I'd try a six volt lantern battery. You can get one with a lantern for around four bucks at Walmart.

I like graphical solutions for i can visualize what i'm doing.

To determine Kt by torque measurement your rotor will be locked. So the gears won't matter, just they'll multiply torque.
That's why you want limited current so as to neither strain the gears nor distort field flux.
If you can get several pints to plot you'll see hopefully a pretty straight line.
At stall there's no counter-EMF . That means if you measure voltage across motor while it's stalled you can calculate its internal resistance by ohm's law.

Your Unloaded test is for determining Ke and you need to measure RPM.

If you run both tests with the gearhead attached you will get K's that include the gear ratio.
You can estimate gearhead.friction by measuring running current with and without gearbox attached, Δamps X Kt .

That same Δamps X internal resistance is how much more of the applied voltage would make more RPM were the motor unloaded.
So on your RPM versus volts plot, extend the line on out that many more volts. That's your endpoint for RPM vs Volts plot, slope is Ke.

Manufacturer doubtless has curves for this motor but without the gearhead.

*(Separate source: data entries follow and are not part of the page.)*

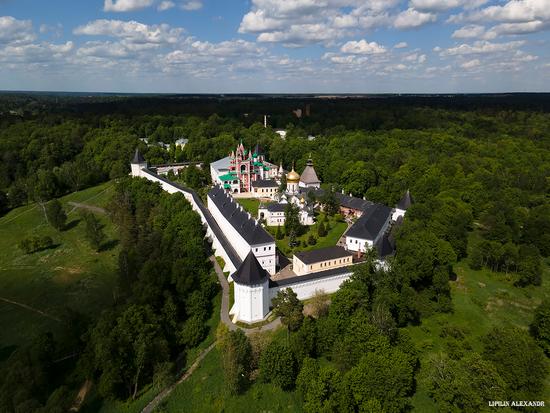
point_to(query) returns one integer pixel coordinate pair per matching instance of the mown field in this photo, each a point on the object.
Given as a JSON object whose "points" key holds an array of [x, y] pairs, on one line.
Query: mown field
{"points": [[71, 275], [481, 300]]}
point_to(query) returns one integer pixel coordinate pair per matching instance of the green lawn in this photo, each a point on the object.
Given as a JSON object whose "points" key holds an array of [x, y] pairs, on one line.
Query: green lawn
{"points": [[250, 204], [204, 392], [332, 237], [95, 404], [481, 299], [69, 275]]}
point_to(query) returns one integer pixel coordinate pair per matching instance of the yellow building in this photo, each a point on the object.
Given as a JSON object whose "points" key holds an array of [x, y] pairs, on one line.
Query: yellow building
{"points": [[323, 259]]}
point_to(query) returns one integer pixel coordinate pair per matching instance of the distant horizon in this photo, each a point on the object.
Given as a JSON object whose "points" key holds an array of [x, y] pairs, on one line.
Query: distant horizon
{"points": [[305, 94], [276, 46]]}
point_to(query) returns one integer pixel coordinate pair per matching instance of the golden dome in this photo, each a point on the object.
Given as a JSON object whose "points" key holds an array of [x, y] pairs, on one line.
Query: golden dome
{"points": [[293, 177]]}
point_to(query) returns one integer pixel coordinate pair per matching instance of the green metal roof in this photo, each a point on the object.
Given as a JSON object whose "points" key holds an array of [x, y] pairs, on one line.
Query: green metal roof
{"points": [[228, 177]]}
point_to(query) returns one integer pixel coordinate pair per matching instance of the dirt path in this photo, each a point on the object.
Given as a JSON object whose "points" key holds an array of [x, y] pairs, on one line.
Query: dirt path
{"points": [[25, 306], [82, 393], [87, 207], [162, 395]]}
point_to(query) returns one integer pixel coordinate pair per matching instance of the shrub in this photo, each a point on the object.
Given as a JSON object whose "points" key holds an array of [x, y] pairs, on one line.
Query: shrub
{"points": [[35, 244]]}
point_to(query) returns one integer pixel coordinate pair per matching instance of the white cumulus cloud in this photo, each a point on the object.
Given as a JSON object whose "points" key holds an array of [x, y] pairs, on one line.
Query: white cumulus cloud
{"points": [[362, 47], [469, 31], [126, 5], [131, 31], [411, 18], [191, 5], [15, 31], [165, 5]]}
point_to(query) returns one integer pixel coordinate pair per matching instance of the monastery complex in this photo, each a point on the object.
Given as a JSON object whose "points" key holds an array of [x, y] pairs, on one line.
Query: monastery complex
{"points": [[255, 265]]}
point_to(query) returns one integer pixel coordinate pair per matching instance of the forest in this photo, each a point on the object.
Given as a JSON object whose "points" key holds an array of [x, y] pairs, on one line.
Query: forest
{"points": [[478, 168]]}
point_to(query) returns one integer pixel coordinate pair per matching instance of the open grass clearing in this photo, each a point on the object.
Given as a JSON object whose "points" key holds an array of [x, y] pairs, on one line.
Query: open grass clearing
{"points": [[71, 275], [481, 300]]}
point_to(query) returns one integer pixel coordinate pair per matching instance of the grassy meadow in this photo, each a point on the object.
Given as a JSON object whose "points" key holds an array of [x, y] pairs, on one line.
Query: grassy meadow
{"points": [[481, 300], [69, 275]]}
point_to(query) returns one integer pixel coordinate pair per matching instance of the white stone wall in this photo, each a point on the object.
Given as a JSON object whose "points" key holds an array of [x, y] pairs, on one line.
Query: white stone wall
{"points": [[251, 302], [239, 244], [266, 256], [357, 244], [397, 212], [216, 246], [272, 219], [307, 289]]}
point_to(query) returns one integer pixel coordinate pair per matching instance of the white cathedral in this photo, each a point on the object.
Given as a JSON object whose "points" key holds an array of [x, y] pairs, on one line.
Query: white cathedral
{"points": [[250, 253]]}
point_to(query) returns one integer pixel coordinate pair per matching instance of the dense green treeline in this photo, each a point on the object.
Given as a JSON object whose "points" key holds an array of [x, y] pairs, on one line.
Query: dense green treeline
{"points": [[474, 172]]}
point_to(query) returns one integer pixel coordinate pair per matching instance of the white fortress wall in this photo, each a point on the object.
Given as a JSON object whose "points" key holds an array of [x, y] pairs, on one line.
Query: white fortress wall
{"points": [[239, 244], [216, 245], [308, 288]]}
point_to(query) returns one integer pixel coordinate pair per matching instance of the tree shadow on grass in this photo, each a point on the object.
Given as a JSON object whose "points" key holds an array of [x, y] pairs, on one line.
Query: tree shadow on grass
{"points": [[109, 245], [49, 247], [71, 225], [6, 351]]}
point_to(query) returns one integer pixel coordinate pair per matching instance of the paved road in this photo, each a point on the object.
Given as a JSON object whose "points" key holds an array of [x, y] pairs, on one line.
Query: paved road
{"points": [[91, 208], [28, 307], [224, 310]]}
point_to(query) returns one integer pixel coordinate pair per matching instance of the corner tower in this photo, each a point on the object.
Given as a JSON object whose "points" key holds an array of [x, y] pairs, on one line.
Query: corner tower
{"points": [[138, 163], [251, 290]]}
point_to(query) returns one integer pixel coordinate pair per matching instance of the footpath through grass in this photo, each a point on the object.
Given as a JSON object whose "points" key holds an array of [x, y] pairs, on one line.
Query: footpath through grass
{"points": [[481, 300], [71, 275]]}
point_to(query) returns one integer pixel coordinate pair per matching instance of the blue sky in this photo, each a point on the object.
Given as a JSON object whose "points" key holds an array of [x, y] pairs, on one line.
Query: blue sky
{"points": [[275, 46]]}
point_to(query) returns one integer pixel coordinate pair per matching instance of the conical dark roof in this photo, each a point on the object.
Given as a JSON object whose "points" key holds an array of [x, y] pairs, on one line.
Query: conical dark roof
{"points": [[406, 201], [250, 272], [309, 176], [138, 158]]}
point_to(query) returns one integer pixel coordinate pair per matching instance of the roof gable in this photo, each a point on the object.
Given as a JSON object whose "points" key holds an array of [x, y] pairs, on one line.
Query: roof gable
{"points": [[405, 202], [369, 225], [250, 272], [244, 224]]}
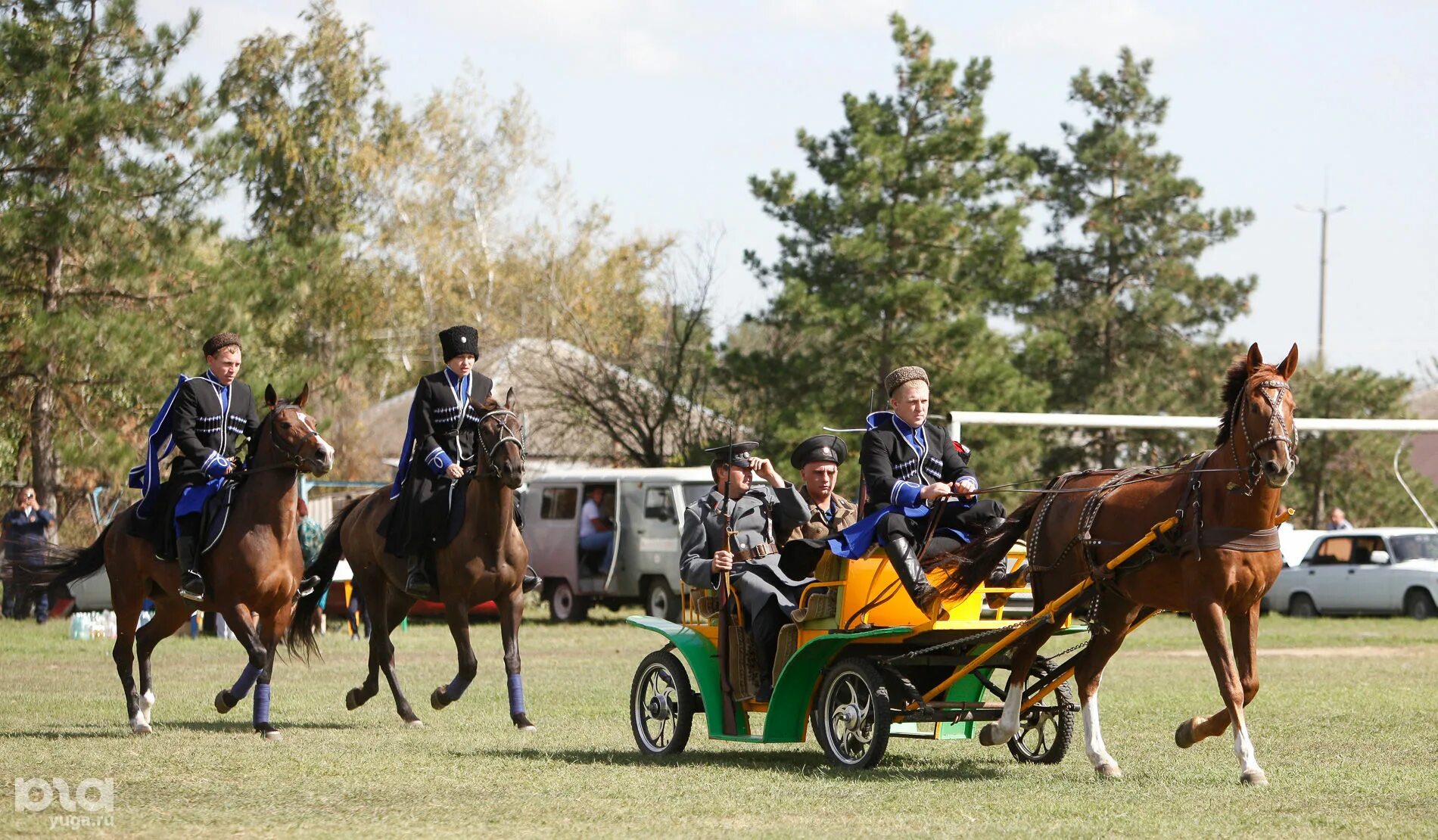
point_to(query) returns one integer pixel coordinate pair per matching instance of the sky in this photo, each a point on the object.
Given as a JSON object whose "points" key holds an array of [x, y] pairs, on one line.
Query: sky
{"points": [[663, 110]]}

You can adjust speed and torque for the gear ratio.

Please Double-Check my thinking - i've been sorta fuzzy headed of late . See my recent blooper over in Mechanical Engineering Dwell Meter thread !

old jim

17. Apr 16, 2017

### jim hardy

That is what i would do.

See my suggestion for estimating gearhead friction in post immediately previous, apply that correction to your "No Load " RPM. measurement

Motors are fun because they're so logical. Imagine the excitement those 19th century guys must've shared, you can sense it in their writings.
This is a fascinating book. My copy is the 1901 edition.

https://archive.org/details/dynamoelectricma00thomrich
And No, it wasn't my textbook in school . I'm not THAT old !

old jim

18. Apr 16, 2017

### bbq_build

Thanks old Jim. I read several books mentioning that Kt = Ke. Isn't it true all the time? I thought by measuring the torque and the current, I can then get the Kt by dividing the measured torque by current. Then, since Back EMF constant = Torque constant, by measuring the angular speed of the motor (with the gearhead on), I could get the Back EMF voltage by multiplying Kt by the angular speed. Am I right that this paragraph is true only if the motor is under load but it is still turning.

By "to determine Kt by torque measurement your rotor will be locked", what do you actually mean? Applying a torque so that the motor does not turn (no angular speed) at all? If so, I have to fix the motor to the desk or keep holding the motor down tightly to measure the torque using the method in Post#11.

19. Apr 16, 2017

### jim hardy

Not in any course i ever took.
Every author is free to define his terms and derive whatever he wants. Can you post an excerpt?

That's quite so.

You'll have to show me how that can be so. I don't accept it.

Sounds wrong. You'd multiply speed by Ke not by Kt.
Check what units your author uses. I am accustomed to Volts Amps RPM and foot pounds . Your K's will be different from mine if you use radians per second or Newton-Meters.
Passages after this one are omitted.